Your Total Drek Breaking Very Old News Report!

Towards the end of last September a peculiar protest took place. This protest, conducted by thirty-three pastors in twenty-two states, did not involve any marches, or slogan chanting, or tear gas. Instead, it involved those pastors just doing what they always do- preaching. Interestingly, however, they preached not about god, or religion, or even faith, but instead about politics:

This weekend a select team of 33 pastors in 22 states will be preaching on politics in a direct challenge to a federal tax statute that forbids churches from interfering with political campaigns.

The pastors are participating in "Pulpit Freedom Sunday" as part of an effort called the Pulpit Initiative developed by the Alliance Defense Fund, an organization of lawyers dedicated to defending religious liberty.
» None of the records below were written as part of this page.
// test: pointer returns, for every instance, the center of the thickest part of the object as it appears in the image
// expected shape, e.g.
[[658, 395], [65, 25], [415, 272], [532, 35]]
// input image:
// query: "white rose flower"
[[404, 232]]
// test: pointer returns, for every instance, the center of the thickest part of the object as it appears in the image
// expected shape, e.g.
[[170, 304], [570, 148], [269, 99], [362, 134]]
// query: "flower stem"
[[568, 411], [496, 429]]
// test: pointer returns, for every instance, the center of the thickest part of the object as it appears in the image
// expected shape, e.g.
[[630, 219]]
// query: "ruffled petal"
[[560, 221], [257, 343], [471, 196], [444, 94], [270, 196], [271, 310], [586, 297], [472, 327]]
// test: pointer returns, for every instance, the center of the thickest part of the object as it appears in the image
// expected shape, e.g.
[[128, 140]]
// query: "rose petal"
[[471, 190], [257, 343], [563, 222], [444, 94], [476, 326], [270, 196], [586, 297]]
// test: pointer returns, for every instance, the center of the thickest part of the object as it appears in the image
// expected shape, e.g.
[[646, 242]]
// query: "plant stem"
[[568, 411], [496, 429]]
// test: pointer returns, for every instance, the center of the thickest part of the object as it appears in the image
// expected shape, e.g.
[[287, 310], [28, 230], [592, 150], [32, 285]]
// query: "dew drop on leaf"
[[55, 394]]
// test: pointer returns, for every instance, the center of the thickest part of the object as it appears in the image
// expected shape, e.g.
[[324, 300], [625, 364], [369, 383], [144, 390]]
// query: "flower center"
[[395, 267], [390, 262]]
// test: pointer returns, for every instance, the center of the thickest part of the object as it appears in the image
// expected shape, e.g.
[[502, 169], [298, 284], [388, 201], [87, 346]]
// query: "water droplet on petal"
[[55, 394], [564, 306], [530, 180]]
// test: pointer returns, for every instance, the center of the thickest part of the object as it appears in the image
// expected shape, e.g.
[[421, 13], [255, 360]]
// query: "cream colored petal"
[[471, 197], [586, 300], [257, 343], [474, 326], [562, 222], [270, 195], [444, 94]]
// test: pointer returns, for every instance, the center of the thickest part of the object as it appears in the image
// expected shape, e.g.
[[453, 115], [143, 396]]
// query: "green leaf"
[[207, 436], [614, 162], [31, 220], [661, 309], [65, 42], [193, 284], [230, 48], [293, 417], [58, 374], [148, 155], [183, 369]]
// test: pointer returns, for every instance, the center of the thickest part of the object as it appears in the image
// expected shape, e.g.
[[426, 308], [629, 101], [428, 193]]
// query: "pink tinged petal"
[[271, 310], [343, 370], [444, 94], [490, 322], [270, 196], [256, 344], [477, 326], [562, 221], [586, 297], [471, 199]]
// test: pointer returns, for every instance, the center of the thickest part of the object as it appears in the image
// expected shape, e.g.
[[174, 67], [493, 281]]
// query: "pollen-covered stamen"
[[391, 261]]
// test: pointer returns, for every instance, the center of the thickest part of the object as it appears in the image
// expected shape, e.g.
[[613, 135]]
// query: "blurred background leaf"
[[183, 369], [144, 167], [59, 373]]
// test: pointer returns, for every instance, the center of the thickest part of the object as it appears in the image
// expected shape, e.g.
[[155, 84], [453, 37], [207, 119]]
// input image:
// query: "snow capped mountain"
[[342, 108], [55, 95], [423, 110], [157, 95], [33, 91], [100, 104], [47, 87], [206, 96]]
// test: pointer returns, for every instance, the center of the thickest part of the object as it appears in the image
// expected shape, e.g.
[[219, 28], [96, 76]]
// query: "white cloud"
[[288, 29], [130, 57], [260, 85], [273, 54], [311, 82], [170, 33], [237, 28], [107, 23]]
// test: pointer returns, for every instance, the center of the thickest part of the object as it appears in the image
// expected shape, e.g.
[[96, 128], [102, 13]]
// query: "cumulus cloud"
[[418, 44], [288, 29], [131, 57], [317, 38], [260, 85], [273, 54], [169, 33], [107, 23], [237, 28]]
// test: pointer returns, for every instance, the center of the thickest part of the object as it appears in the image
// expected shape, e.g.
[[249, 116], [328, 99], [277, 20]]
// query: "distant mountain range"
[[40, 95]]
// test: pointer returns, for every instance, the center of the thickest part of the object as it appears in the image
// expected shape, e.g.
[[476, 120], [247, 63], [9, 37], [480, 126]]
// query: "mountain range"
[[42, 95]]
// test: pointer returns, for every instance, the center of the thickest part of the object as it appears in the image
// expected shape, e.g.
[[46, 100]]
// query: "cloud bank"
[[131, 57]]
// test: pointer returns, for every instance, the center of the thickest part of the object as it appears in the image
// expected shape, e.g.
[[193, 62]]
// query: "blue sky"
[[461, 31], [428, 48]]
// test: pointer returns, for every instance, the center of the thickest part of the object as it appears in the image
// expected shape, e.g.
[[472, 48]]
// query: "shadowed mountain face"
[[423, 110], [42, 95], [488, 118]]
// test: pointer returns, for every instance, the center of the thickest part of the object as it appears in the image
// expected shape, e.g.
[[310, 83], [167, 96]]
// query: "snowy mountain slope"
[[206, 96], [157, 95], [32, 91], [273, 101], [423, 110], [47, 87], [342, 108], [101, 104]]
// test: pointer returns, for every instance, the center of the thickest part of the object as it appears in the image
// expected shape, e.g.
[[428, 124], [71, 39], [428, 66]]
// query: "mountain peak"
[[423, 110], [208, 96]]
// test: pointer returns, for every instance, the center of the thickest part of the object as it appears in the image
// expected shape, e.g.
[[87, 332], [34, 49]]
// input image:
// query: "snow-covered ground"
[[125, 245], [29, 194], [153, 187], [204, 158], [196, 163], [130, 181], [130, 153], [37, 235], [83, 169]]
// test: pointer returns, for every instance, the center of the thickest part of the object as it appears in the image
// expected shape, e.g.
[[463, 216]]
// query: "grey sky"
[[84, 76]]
As WND [World Net Daily] reported earlier, ADF launched the Pulpit Initiative to challenge a 1954 amendment to the Internal Revenue Service code submitted by Democratic Sen. Lyndon B. Johnson that permitted the IRS to revoke a church's tax-exempt status if the preaching gets too political.

The ADF believes that pastors have a First Amendment right to speak on politics if they choose, and that by using its tax authority to limit pulpit content, it is the government, and not the preacher, who is violating the separation of church and state.


Now, a few points. First, World Net Daily is, in my opinion, thoroughly crazy. And oddly I can't decide if they're crazier becuase of the hard conservative Christian line they push, or because it's fairly obvious from their website that the money changers have well and truly entered the temple. Second, the "Alliance Defense Fund" isn't so much a group that defends religious liberty as a group that promotes conservative Christianity. So, whereas the ACLU has a habit of defending groups they more or less find distasteful, the ADF is not inclined to defend anyone's religious liberty except for conservative Christians. And I'm not the only one who says so.

Next, we need to consider the reason for the tax exemption for religious organizations. John Marshall, Chief Justice of the U.S. Supreme Court from 1801 until 1835 famously observed in McCulloch vs. Maryland that "...the power to tax involves the power to destroy." In other words, if one organization can impose a financial burden on another then it can, in theory, destroy that organization without technically outlawing it. Based on this logic religious organizations are granted a tax exemption, thus protecting them from state intervention that would be technically legal but in violation of the spirit of the constitution. Put differently, if the government can tax, say, Evangelical churches so heavily that they can't survive then it has the ability to outlaw Evangelical Christianity without actually making it against the law and, thereby, side-step the constitution. I have no problem with this logic and agree that religious organizations should be tax exempt. When the IRS tax code was amended in 1954 to make this exemption provisional on churches not engaging in political activity, the idea was simple: if the government has to keep its hands off of religion then, logically, religion should keep its hands off of government.

At least officially. Everyone knows that religious groups will have political agendas, but this provision at least provides a mechanism for keeping it from getting totally out of control.

These pastors are arguing that their first amendment rights are being restricted, and maybe they are,* but the purpose is to maintain the separation of church and state that it a fundamental part of the constitution. And oddly, this policy protects members of every faith from being overwhelmed by those of another. Under the guise of working for their constitutional rights, these pastors are trying to have their cake and eat it to- to prevent the government from influencing them, while retaining their ability to influence the government.

And maybe it's just me, but that ain't right.


* Keep in mind, however, that it is well-established in case law that the first amendment does not protect all kinds of speech. Think of yelling "fire!" in a crowded theatre, for example.